Please, just no pics of the sequel!


----------



## GROUPERKING (Sep 28, 2011)

Well my sheepshead fishing trip got cancelled today, because every tackle shop I called was sold out of fiddlers. So I decided to catch up on some projects around the house. But I took a break and walked out on the pier. Once again the bite was slow , but I caught some quality fish. The biggest was almost 15 "


----------



## Try'n Hard (Oct 23, 2008)

Oh man!! Your hurting me!!

Sent from my iPhone using Forum Runner


----------



## gastonfish (Mar 24, 2012)

Nice! Would be an awesome dinner for sure


----------



## jcoss15 (Oct 11, 2010)

Nice fish! What did you catch them on minnows?


----------



## GROUPERKING (Sep 28, 2011)

Curly tailed grubs. Pink & chartreuse tail and a pearl white grub.
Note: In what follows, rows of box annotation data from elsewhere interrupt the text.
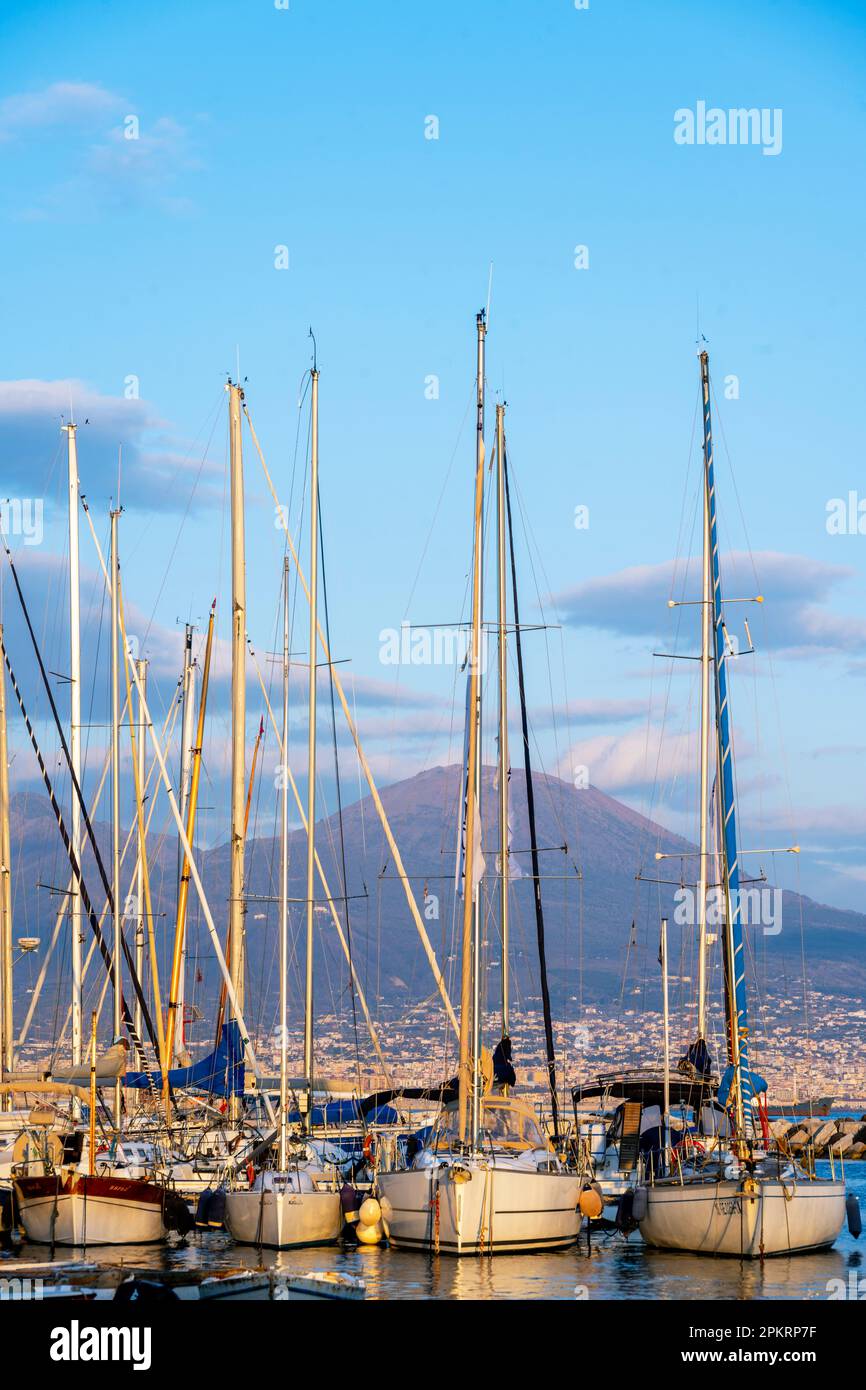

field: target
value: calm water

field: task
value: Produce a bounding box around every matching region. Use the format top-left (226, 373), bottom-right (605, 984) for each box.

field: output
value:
top-left (0, 1163), bottom-right (866, 1300)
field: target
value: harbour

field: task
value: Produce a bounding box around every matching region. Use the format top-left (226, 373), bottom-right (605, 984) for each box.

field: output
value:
top-left (0, 0), bottom-right (866, 1345)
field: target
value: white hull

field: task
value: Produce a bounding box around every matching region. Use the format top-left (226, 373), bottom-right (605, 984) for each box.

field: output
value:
top-left (225, 1191), bottom-right (343, 1250)
top-left (379, 1161), bottom-right (582, 1255)
top-left (639, 1177), bottom-right (845, 1259)
top-left (18, 1179), bottom-right (167, 1245)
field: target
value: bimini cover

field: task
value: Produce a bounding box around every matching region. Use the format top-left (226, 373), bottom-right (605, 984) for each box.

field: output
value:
top-left (716, 1065), bottom-right (767, 1105)
top-left (124, 1019), bottom-right (243, 1095)
top-left (288, 1099), bottom-right (400, 1129)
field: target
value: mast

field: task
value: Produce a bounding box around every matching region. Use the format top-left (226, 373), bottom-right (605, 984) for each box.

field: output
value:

If you look close at the pics you can see the grubs in their mouths.


----------



## spinfactor (Sep 22, 2013)

Glad somebody is catching them


----------



## Fish-n-Fur (Apr 2, 2009)

Sweet! Nice looking slabs - nice job. :thumbsup:


----------



## GROUPERKING (Sep 28, 2011)

Merry Christmas to y'all . Sent from the pier .


----------